In my last post, I wrote about how the anthropic principle was often misapplied, that it could not be used within a single model, but only for comparing two or more models. This post will explain why I think that the anthropic principle is valid in every case where we aren't making those mistakes.
There have been many probability problems discussed on this site and one popular viewpoint is that probabilities cannot be discussed as existing by themselves, but only as existing in relation to a series of bets. Imagine that there are two worlds: World A has 10 people and World B has 100. Both worlds have a prior probability of 50% of being correct. Is it the case that World B should instead be given a 10:1 odds due to there being ten times the number of people and the anthropic principle? This sounds surprising, but I would say yes as you’d have to be paid 10 times as much from each person in World A who is correct in order for you to be indifferent between the two worlds. What this means is that if there is a bet that gains or loses you money according to whether you are in world A or world B, you should bet as though the probability of you being in world B is 10 times as much. That doesn’t quite show that the probability is 10:1, but it is rather close. I can’t actually remember the exact process/theorem in order to determine probabilities from betting odds. Can anyone link it to me?
Another way to show that the anthropic principle is probably correct is to note that if world A had 0 people instead, then there would be 100% of observing world B rather than world A. This doesn’t prove much, but it does prove that anthropic effects exist on some level.

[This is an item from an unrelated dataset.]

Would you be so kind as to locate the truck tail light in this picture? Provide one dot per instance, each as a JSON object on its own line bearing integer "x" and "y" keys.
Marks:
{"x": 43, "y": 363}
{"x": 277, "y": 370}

Suppose now that world A has 1 person and world B has 1 million people. Maybe you aren’t convinced that you are more likely to observe world B. Let’s consider an equivalent formulation where world A has 1 person who is extremely unobservant and only has a 1 in a million chance of noticing the giant floating A in world A and the other world has a single person, but this time with a 100% chance of noticing the giant floating B in their world. I think it is clear that it is more likely for you to notice a giant floating B than an A.
One more formulation is to have world A have 10 humans and 90 cyborgs and world B to have 100 humans. We can then ask about the probability of being in world B given that you are a human observing the world. It seems clear here that you have 10 times the probability of being in world B than world A given that you are a human. It seems that this should be equivalent to the original problem since the cyborgs don’t change anything.
I admit that none of this is fully rigorous philosophical reasoning, but I thought that I’d post it anyway a) to get feedback b) to see if anyone denied the use of the anthropic principle in this way (not the way described in my last post), which would provide me with more motivation to try making all of this more formal.
Update: I thought it was worth adding that applying the anthropic principle to two models is really very similar to null hypothesis testing to determine if it is likely that a coin is biased. If there are a million people in one possible world, but only one in another, it would seem to be an amazing coincidence for you to be that one.